Efficacy and Tolerability of Vigabatrin in Children with Refractory Partial Seizures: A Single-Blind Dose-Increasing Study

Summary: The efficacy and tolerability of vigabatrin (VGB) in children with refractory partial epilepsy were assessed in a single-blind, add-on, fixed-sequence, placebo-controlled trial. After 1-month observation, the patients entered a 7-month treatment period that involved administration of placebo for 1 month followed by VGB at the initial dosage of 40 mg/kg/day, to be increased to 60 and 80 mg/kg/day at 2-month intervals if seizures persisted. Of the 46 children enrolled in the study, 7 dropped out prematurely due to lack of efficacy of the drug (n = 6) or increased seizure frequency (n = 1). In 11 patients who either became seizure-free (n = 3) or improved markedly (n = 8), treatment was completed at a dose <80 mg/kg/day. The average number of seizures per month in the 39 patients who completed the study decreased from 97 during placebo to 21,12, and 9 after 2, 4, and 6 months of VGB treatments respectively (p < 0.0001 at each time). Response to VGB remained statistically significant when dropouts were included in the evaluation.

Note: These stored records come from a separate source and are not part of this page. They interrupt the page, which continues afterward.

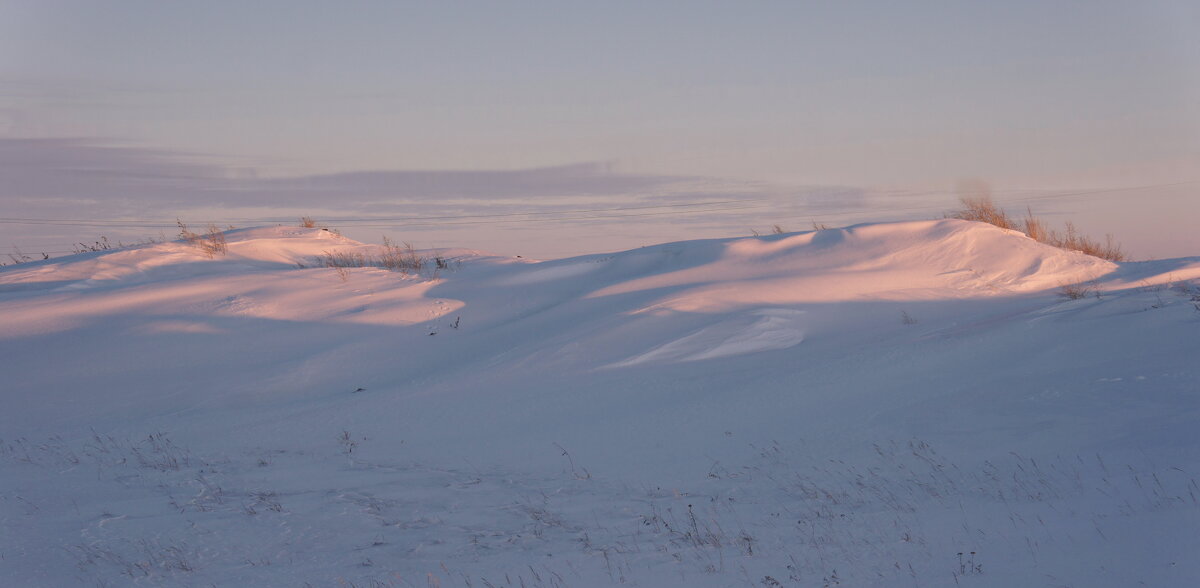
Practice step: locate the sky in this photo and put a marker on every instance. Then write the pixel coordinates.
(217, 111)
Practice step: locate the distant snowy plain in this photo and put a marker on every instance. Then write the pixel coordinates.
(886, 405)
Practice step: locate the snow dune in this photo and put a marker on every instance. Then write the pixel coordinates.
(844, 407)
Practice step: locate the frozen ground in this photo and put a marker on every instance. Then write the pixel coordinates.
(886, 405)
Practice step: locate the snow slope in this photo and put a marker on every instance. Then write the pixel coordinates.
(844, 407)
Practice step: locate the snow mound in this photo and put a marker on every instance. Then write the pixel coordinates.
(910, 261)
(852, 407)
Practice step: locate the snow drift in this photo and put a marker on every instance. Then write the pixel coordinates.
(850, 407)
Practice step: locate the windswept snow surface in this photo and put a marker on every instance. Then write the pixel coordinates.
(885, 405)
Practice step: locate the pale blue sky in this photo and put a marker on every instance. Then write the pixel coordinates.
(1025, 94)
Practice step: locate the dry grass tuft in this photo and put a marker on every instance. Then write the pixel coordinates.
(402, 258)
(978, 205)
(211, 243)
(1078, 291)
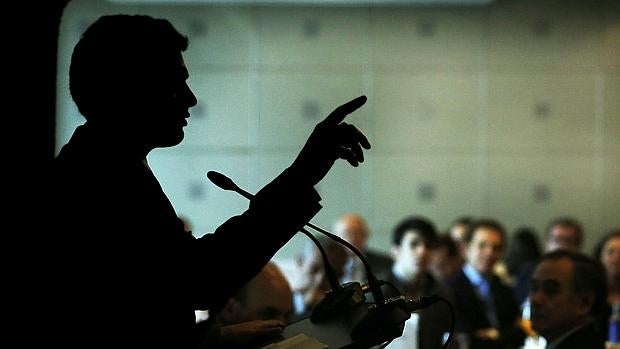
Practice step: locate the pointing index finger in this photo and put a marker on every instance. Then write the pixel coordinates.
(336, 116)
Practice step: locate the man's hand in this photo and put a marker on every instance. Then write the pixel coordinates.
(330, 140)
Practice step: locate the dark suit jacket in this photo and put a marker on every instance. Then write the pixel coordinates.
(587, 337)
(434, 320)
(471, 316)
(380, 263)
(121, 270)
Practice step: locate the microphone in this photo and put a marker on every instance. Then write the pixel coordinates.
(226, 183)
(374, 285)
(382, 321)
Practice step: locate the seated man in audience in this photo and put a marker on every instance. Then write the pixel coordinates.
(353, 228)
(447, 259)
(486, 311)
(258, 312)
(412, 241)
(564, 233)
(566, 290)
(312, 283)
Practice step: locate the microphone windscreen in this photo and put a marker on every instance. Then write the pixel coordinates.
(221, 181)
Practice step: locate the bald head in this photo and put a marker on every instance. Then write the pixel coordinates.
(352, 228)
(268, 296)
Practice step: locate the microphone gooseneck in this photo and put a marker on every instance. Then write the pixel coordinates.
(389, 314)
(226, 183)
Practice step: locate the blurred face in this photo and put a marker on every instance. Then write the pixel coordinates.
(353, 229)
(555, 307)
(268, 297)
(484, 250)
(412, 255)
(562, 237)
(457, 233)
(610, 257)
(442, 265)
(161, 105)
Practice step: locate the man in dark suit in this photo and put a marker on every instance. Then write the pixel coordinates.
(353, 228)
(486, 312)
(566, 292)
(121, 270)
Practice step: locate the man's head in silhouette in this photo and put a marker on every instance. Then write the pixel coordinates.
(128, 79)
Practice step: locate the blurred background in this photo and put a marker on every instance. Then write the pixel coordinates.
(500, 109)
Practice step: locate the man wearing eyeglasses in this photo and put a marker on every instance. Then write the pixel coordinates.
(567, 289)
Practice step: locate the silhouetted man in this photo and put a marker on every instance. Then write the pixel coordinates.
(124, 273)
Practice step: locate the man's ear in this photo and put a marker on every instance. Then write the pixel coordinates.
(586, 302)
(230, 312)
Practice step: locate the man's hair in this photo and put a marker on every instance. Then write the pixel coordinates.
(488, 224)
(568, 222)
(115, 49)
(447, 242)
(588, 276)
(598, 249)
(421, 225)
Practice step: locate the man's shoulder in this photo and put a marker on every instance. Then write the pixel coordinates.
(585, 337)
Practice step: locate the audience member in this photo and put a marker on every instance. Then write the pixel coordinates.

The number of patients who had <50% reduction in seizure frequency after 2, 4, and 6 months was 28, 33, and 35, respectively. Eight patients became seizure-free during the last 2 months of VGB treatment (3 at 40, 3 at 60, and 2 at 80 mg/kg/day, as compared with none during placebo treatment). Serum levels of associated antiepileptic drugs (AEDs) showed no signscant changes, except for serum phenytoin (PHT) concentration, which significantly (p < 0.01) decreased after VGB treatment. Increased appetite and sedation were observed in 17 and 11% of cases, respectively. VGB is effective in the management of refractory partial epilepsy in children, and in some patients a positive dose-response relationship appears to occur over the assessed dosing range.